They lie. Miscarriages can hurt like a Mo Fo.
When we first found out we lost the heartbeat, my doctor told me I should experience “some cramping and bleeding.” And to only worry if the bleeding was severe enough to require more than a pad and hour. Considering how common it is to miscarry, I was expecting just another female right of passage. I learned my lessons well from Margaret. I know to belt on that sanitary napkin and even if I don’t believe in God, I knew that us girls are all in it together. Or I did. Until I found out you biatches didn’t tell me that a miscarriage is more like living through Eraserhead then a Judy Blum novel!

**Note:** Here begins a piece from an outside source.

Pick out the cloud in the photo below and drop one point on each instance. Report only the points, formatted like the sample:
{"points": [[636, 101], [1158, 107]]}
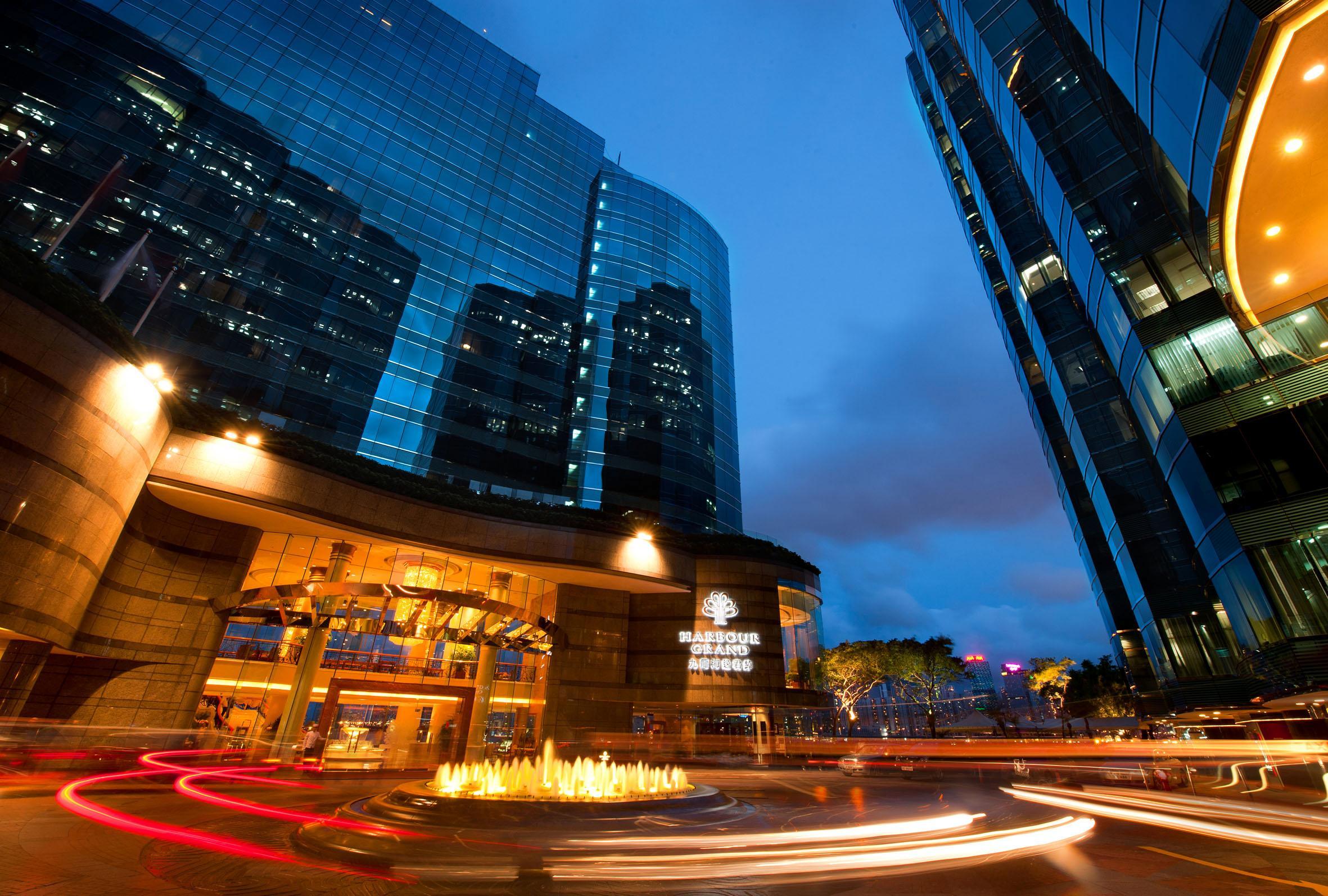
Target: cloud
{"points": [[1047, 583], [907, 431]]}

Here is how it played out. I was all set for a D&C on Christmas eve. Then, the Saturday before, I started bleeding and passing black blobs. My cramps were worse than normal, but bearable. At 2:00 a.m. Monday morning I woke up with even worse cramps. And they were steadily getting worse. I took two ibuprofen and waited for them to kick in. They never did. I took a bath in lieu of a heating pad. It looked like I was swimming with Jaws and wasn’t helping anyway. I couldn’t get comfortable sitting or laying down, so I just started pacing. I took another ibuprofen and wished I could down the whole bottle. Still the cramps were getting worse. I took my vibrator and for once actually used it as a personal massager. 1 Nothing helped. I got up again and kept pacing. This went on for hours. Until I finally had the urge to push, went into the bathroom, and at 5:00 a.m. I heard a weird plop fall into the toilet. Instantly I felt better. I couldn’t resist poking it. I was huge-bigger than a mouse–and kinda felt like one too. You could see something that sort of looked like bones but mostly it was just a wierd dark red blob. Why the hell was it so big!??! There was no heartbeat at 9 weeks, it passed at 12, shouldn’t it have been the size of my fingernail? And how will this compare to labor pains? I’ve since googled “labor pains and miscarriage” and those folks are much more forthright about how much this fricking hurts. I hope you don’t have to go through this, but you should know that if you do 1) you aren’t alone; 2) sooner or later something will come out; and 3) when it does you’ll feel like a million bucks. So now, only three months after getting pregnant, my uterus is finally empty and my nails are back to broken stubs. Just as soon as my boobs shrink back to normal, I hope to feel less like a cow and more like a trophy again. I bet Botox is a bad idea right before we start trying again, hu?
1. From my husband’s perspective: He woke from his slumber to find himself next to Linda Blair in the Exorcist. Apparently I was curled in a fetal position, jamming the vibrator into my abdomen, moaning and writhing in pain. Thankfully for him there was no pea soup involved to soil the sheets.